Definitively answering whether global climate change is indeed occurring – and how precisely that change might reverberate through ecosystems – is complex business. The experiments that push the envelope, seek some small clues, and fuel the science, however, are often performed using rather simple, blunt instruments, such as rods jammed into a riverbed.

Gooseff, an assistant professor at Utah State University, and his group leader, Breck Bowden, a professor of watershed science and planning at the University of Vermont most of the year, spend the summer using red dye to measure stream-water patterns, and pulling rafts across streams to measure depth to permafrost via radar. The multiyear study has just started.

Permafrost is the icy subsurface that binds most studies here. A year ago, on a clear day as Bowden flew over the tundra in a helicopter used to transport heavy equipment to hard-to-reach tundra spots, he noticed unusually dark sediment pouring into the water below. He followed the river upstream and discovered the source of the muddiness: a thermokarst, the caving in of the permafrost and tundra above due to warming.

The collapse had formed a cavern that continued to widen, exposing roots that haven't seen the light of day for thousands of years. The sediment released could have far-reaching implications for the river ecosystem for years to come, says Bowden, because vegetation and fish may have trouble adjusting to their new murky habitats. Four thermokarsts have now been found in the area in the last two years, a higher rate than usual, and more could remain hidden. Are thermokarsts the sort of "canary in the coal mine" that climate change researchers look for? It's hard to say; no long-term records are available, and systematically surveying large swathes of Arctic lands would be a mammoth undertaking.

Indeed, the whole of Alaska could be a canary in a coal mine because of its climate. In the last 30 years, temperatures in Alaska have risen an average of just under -16.3°C statewide based on data from 18 weather stations. Increases are especially pronounced in the spring, and the winter work season, the time during which the tundra is frozen enough to conduct seismic oil exploration, has shrunk considerably from 218 days in 1970 to 103 in 2002. Meanwhile, other areas of the world have had less pronounced effects. Indeed, some parts of Canada have cooled over the last few decades.

Toolik researchers do not place the blame on global warming, explains Bowden. Rather, they hope to target one part of one complex ecosystem to begin to piece together a comprehensive picture, an account that even then will likely be open to interpretation by policymakers.

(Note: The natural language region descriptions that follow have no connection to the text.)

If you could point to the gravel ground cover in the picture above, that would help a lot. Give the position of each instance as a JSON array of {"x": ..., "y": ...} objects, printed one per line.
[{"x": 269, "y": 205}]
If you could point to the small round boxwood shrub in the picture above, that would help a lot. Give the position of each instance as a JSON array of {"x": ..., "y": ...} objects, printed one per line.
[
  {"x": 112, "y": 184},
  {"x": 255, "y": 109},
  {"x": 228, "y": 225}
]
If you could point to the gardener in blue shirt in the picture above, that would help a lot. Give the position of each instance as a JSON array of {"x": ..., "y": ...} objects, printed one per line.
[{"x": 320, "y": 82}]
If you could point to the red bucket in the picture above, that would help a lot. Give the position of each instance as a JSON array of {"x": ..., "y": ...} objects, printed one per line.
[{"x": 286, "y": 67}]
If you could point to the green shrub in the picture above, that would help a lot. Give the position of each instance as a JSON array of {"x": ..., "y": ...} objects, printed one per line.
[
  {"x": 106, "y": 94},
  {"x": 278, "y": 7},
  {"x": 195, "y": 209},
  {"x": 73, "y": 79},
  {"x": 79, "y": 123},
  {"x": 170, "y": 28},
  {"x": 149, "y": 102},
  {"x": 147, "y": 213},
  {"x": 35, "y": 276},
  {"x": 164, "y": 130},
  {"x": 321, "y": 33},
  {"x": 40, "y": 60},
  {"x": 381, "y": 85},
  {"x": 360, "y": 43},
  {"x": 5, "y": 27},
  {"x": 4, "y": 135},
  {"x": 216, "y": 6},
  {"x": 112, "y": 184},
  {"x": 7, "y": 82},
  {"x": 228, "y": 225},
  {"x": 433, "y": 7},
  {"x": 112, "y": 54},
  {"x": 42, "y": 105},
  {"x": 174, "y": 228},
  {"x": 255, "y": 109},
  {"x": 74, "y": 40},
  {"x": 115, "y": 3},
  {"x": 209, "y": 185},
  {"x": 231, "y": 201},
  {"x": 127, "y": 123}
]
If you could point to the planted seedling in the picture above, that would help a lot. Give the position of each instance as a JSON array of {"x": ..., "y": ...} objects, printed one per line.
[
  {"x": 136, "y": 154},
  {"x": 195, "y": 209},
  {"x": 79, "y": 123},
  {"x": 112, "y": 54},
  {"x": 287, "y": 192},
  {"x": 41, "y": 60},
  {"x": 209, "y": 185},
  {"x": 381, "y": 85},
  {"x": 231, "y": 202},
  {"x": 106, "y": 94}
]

Warming permafrost, some investigators reason, might trigger the release of nutrient quantities to which plants and animals aren't typically exposed. Donie Bret-Harte, associate director of the Toolik field station, has for years added small quantities of fertilizer to the dwarf birch, Betula nana, including phosphorus in particular, which is normally only available to tundra plants in short supply. After a few years, they flourish, growing to many times their normal size.

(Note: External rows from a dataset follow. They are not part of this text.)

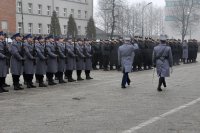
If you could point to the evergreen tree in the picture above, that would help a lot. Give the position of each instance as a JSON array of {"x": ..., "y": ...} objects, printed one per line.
[
  {"x": 91, "y": 29},
  {"x": 72, "y": 28},
  {"x": 55, "y": 25}
]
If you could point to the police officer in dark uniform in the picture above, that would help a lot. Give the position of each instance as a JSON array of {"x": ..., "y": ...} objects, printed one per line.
[
  {"x": 80, "y": 61},
  {"x": 62, "y": 58},
  {"x": 3, "y": 61},
  {"x": 17, "y": 60}
]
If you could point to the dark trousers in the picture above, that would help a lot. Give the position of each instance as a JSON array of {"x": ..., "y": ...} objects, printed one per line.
[
  {"x": 40, "y": 78},
  {"x": 16, "y": 80},
  {"x": 87, "y": 73},
  {"x": 125, "y": 78},
  {"x": 69, "y": 73},
  {"x": 78, "y": 72},
  {"x": 105, "y": 61},
  {"x": 2, "y": 81},
  {"x": 162, "y": 82},
  {"x": 28, "y": 78},
  {"x": 50, "y": 76}
]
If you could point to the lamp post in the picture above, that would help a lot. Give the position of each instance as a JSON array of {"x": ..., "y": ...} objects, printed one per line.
[{"x": 143, "y": 18}]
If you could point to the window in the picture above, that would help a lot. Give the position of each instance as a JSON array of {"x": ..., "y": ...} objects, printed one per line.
[
  {"x": 40, "y": 9},
  {"x": 4, "y": 25},
  {"x": 48, "y": 28},
  {"x": 39, "y": 28},
  {"x": 30, "y": 28},
  {"x": 20, "y": 27},
  {"x": 48, "y": 10},
  {"x": 30, "y": 8},
  {"x": 57, "y": 11},
  {"x": 19, "y": 7},
  {"x": 79, "y": 13},
  {"x": 65, "y": 12},
  {"x": 79, "y": 30},
  {"x": 86, "y": 14},
  {"x": 72, "y": 12},
  {"x": 65, "y": 29}
]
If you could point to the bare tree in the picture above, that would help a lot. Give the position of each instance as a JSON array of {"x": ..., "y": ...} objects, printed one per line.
[{"x": 183, "y": 14}]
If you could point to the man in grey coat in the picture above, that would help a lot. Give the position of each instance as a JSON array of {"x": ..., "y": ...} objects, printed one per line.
[
  {"x": 17, "y": 60},
  {"x": 185, "y": 52},
  {"x": 30, "y": 60},
  {"x": 162, "y": 60},
  {"x": 41, "y": 59},
  {"x": 88, "y": 59},
  {"x": 3, "y": 62},
  {"x": 52, "y": 67},
  {"x": 125, "y": 58}
]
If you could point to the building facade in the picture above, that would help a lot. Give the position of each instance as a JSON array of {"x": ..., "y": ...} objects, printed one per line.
[
  {"x": 8, "y": 16},
  {"x": 35, "y": 15},
  {"x": 171, "y": 29}
]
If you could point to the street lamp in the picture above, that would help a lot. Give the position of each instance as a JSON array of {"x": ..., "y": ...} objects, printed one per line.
[{"x": 143, "y": 18}]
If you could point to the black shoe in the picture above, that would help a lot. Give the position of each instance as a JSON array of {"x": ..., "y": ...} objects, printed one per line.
[
  {"x": 6, "y": 85},
  {"x": 129, "y": 83},
  {"x": 71, "y": 80},
  {"x": 62, "y": 81},
  {"x": 123, "y": 87},
  {"x": 159, "y": 89},
  {"x": 18, "y": 88},
  {"x": 42, "y": 85},
  {"x": 52, "y": 83},
  {"x": 4, "y": 90},
  {"x": 1, "y": 91},
  {"x": 89, "y": 78},
  {"x": 79, "y": 79},
  {"x": 33, "y": 86}
]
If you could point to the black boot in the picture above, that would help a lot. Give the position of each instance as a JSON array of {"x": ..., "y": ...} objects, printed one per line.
[
  {"x": 79, "y": 78},
  {"x": 28, "y": 85},
  {"x": 4, "y": 90},
  {"x": 18, "y": 87},
  {"x": 159, "y": 85},
  {"x": 41, "y": 84},
  {"x": 164, "y": 83}
]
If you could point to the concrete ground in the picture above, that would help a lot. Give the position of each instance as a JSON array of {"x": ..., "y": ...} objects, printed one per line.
[{"x": 101, "y": 106}]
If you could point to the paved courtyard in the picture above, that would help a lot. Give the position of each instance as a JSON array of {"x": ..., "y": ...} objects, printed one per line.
[{"x": 101, "y": 106}]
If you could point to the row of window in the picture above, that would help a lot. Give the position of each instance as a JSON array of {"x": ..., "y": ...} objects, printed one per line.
[
  {"x": 178, "y": 2},
  {"x": 49, "y": 11},
  {"x": 40, "y": 29}
]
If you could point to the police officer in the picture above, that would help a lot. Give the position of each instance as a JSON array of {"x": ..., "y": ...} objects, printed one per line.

Postdoc Jon Benstead and his group measure and weigh fish, attempting to glean any effects from a phosphorus drip upstream. The results are, well, complicated. Thus far it's been hard to separate temperature effects from fertilizer effects. The adults appear to thrive under cold, high-water conditions, whereas the young prefer dry, low-water conditions. But there does seem to be a bit more overall growth among the fertilized, according to Benstead.

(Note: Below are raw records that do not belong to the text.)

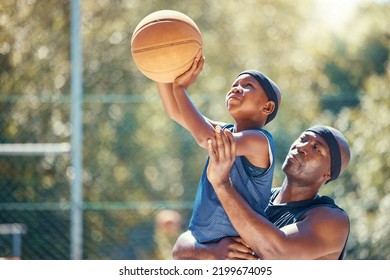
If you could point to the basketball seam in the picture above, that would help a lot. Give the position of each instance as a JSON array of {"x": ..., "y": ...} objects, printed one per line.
[{"x": 166, "y": 45}]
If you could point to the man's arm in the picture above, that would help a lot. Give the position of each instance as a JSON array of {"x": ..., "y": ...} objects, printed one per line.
[
  {"x": 186, "y": 248},
  {"x": 320, "y": 234}
]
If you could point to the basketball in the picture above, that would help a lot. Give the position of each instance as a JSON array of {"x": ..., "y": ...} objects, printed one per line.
[{"x": 164, "y": 45}]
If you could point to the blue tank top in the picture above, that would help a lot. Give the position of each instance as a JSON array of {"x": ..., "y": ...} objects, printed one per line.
[
  {"x": 209, "y": 221},
  {"x": 288, "y": 213}
]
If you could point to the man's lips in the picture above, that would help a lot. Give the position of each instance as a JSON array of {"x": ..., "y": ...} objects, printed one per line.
[
  {"x": 293, "y": 156},
  {"x": 233, "y": 97}
]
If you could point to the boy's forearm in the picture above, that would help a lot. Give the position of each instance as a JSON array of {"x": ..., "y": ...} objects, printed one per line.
[
  {"x": 171, "y": 107},
  {"x": 195, "y": 122}
]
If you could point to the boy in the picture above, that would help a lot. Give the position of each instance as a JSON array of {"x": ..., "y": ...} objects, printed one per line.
[{"x": 253, "y": 101}]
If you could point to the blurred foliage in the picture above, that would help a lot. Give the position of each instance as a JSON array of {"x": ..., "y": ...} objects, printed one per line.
[{"x": 331, "y": 63}]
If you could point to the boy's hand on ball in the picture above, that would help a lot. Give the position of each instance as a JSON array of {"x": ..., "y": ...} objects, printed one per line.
[{"x": 192, "y": 74}]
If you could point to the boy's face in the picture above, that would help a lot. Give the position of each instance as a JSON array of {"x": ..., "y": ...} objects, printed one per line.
[{"x": 246, "y": 97}]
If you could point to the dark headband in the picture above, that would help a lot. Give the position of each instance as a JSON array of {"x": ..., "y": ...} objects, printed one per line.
[
  {"x": 268, "y": 88},
  {"x": 335, "y": 156}
]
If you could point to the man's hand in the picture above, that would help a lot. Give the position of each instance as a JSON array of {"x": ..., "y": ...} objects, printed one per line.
[
  {"x": 231, "y": 248},
  {"x": 228, "y": 248},
  {"x": 222, "y": 152}
]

Bowden says that Toolik scientists have gotten better at keeping their eyes on the "big-picture" questions. Experiments have evolved from individual undertakings to sophisticated, integrated, multidisciplinary, multi-institutional studies. Researchers are still trying to find the right combination of experimental tools to handle the complexities.

Today, those tools should've included a simple piece of metal. Gooseff returns to camp shaking his head. "We're never going to hear the end of this one," he says, still smiling. They return to the site with a wrench in hand. Within five minutes they'd twisted the rod, dislodged it, and pulled mighty Excalibur from the streambed.